I'm afraid you're still not being clear. Represented; how? Why? Confused

NuffSaidSam · 07/04/2023 15:04

ReadersD1gest · 07/04/2023 14:54

Can you explain why it needs to be recognised @NuffSaidSam
To what purpose, exactly?

As I said, to make young people (and adults tbh) aware that what they're feeling is valid and ok. That there is a community out there if they wish to find it. That there isn't anything wrong with them. That they don't need to actively try and change themselves. That forcing themselves to have sex they don't want won't 'fix them'. That it's ok to be open and speak about it.

It's all the same reasons that it's important to recognise all the other sexual identities.

LBFseBrom · 07/04/2023 15:06

Why do people feel the need to share their personal details anyway?

MorrisZapp · 07/04/2023 15:07

That camel analogy is horse shit quite honestly. My best friend at uni had no boyfriend in all the time I knew her. No one night stands, no snogs, nothing. We had a brilliant friendship and laughed all the time, we had so much in common especially the bands we liked and the books we read. Some of our friends were long term single too. So what? My own sex life took place with none of my friends present. It didn't involve them. Being into sex or not was neither here nor there, how mad to think you might need a 'community' based on this.

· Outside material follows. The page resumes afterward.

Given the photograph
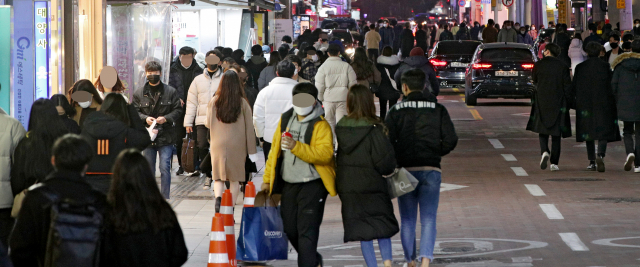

At what point do we stop dividing and factionalising people?

NuffSaidSam · 07/04/2023 15:09

Happylittlechicken · 07/04/2023 14:57

But how would you portray a sexuality. You can portray someone L,G or B by love scenes. How do you portray someone asexual without a whole lecture on what asexuality is and how they feel? How would it be relevant to a characters plot development?

I think you can feature an asexual character and their struggles just like you feature any other character and their struggles? Obviously there won't be any sex scenes, but there are loads of TV shows that feature relationships without sex.

I don't think it needs to become a lecture anymore than you have to lecture viewers about what being gay is to feature a gay character.

How it would relate to plot development would obviously depend on the show, just like how any relationship/lack of contributes to a characters development.